Objective
This guide helps you identify the signs of high copper levels in your pool, explains how to remove existing copper stains from your pool walls, and outlines how to prevent it from tinting blonde hair green.
The Truth About Green Hair
It is a very common pool myth that chlorine turns blonde hair green. In reality, chlorine has no color! If swimmers' hair is turning a slight greenish tint, or if you are noticing bright blue, teal, or green stains forming on your pool plaster, you have dissolved copper in your water. Copper typically enters the pool from two sources: cheap, copper-based algaecides or a deteriorating copper heat exchanger inside your pool heater (usually caused by poor water chemistry). When the copper oxidizes, it plates itself onto pool surfaces and binds to the proteins in human hair. To fix this, we have to chemically lift the copper off the walls and bind it in the water so it can be safely filtered out.
Prerequisites
A liquid chemical drop-test kit.
Copper Stain Treat®.
No Mor Stain & Scale™ (metal sequestrant).
Prepare your water by dropping chlorine below 1.0 ppm and pH to 7.2.
Step-by-Step Instructions: Lifting and Removing Copper
Prep the Water: Turn your Sanitizer System to the OFF position. Follow our chemical preparation guide to lower your chlorine to near zero and your pH to 7.2. (Stain removers cannot work if chlorine is present!)
Apply the Stain Remover: Add Copper Stain Treat® directly over the stained areas of the pool.
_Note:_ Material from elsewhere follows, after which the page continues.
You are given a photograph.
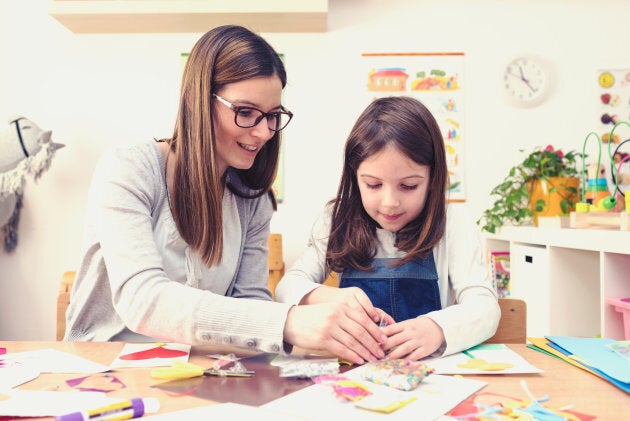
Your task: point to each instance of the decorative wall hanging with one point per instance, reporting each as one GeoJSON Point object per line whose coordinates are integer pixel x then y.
{"type": "Point", "coordinates": [26, 150]}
This specialized formula acts as a reducing agent, safely lifting the oxidized copper off your pool's surface and putting it back into solution in the water.
Sequester the Metals: Once the stains have lifted from the walls, you must immediately add a dose of No Mor Stain & Scale™. This chemical acts like a molecular magnet, wrapping around the free-floating copper so it cannot redeposit onto your walls or swimmers' hair.
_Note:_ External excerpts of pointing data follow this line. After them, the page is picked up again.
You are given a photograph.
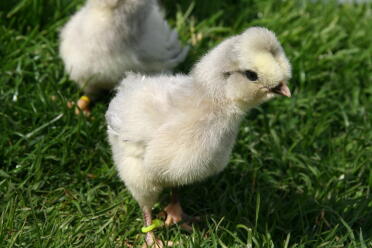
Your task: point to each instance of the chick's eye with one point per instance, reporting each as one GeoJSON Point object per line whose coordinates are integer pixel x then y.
{"type": "Point", "coordinates": [251, 75]}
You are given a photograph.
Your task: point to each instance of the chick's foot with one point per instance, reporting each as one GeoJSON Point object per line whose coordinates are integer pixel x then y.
{"type": "Point", "coordinates": [81, 105]}
{"type": "Point", "coordinates": [175, 215]}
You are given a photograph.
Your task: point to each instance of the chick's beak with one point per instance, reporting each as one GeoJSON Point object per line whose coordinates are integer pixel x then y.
{"type": "Point", "coordinates": [281, 89]}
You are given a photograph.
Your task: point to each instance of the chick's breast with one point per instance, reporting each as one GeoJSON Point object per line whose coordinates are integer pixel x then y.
{"type": "Point", "coordinates": [181, 141]}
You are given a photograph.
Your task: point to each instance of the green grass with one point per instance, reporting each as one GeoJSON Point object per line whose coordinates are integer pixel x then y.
{"type": "Point", "coordinates": [301, 171]}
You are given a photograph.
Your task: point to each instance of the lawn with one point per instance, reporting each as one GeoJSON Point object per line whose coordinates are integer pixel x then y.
{"type": "Point", "coordinates": [301, 171]}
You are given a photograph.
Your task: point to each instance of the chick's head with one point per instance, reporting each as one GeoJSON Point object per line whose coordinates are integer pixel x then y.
{"type": "Point", "coordinates": [247, 69]}
{"type": "Point", "coordinates": [258, 68]}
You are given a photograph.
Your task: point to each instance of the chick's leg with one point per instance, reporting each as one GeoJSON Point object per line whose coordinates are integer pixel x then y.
{"type": "Point", "coordinates": [175, 213]}
{"type": "Point", "coordinates": [151, 241]}
{"type": "Point", "coordinates": [83, 105]}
Filter the Water: Turn your Pump Switch to ON and let it run continuously for 48 hours to trap the sequestered metals.
Rebalance the Water: Slowly bring your chlorine back up to normal levels. Establish the Hamilton Index™ by keeping your Total Alkalinity strictly between 60–90 ppm. Lower alkalinity prevents metals from finding the "carbonate fuel" they need to form stains in the future.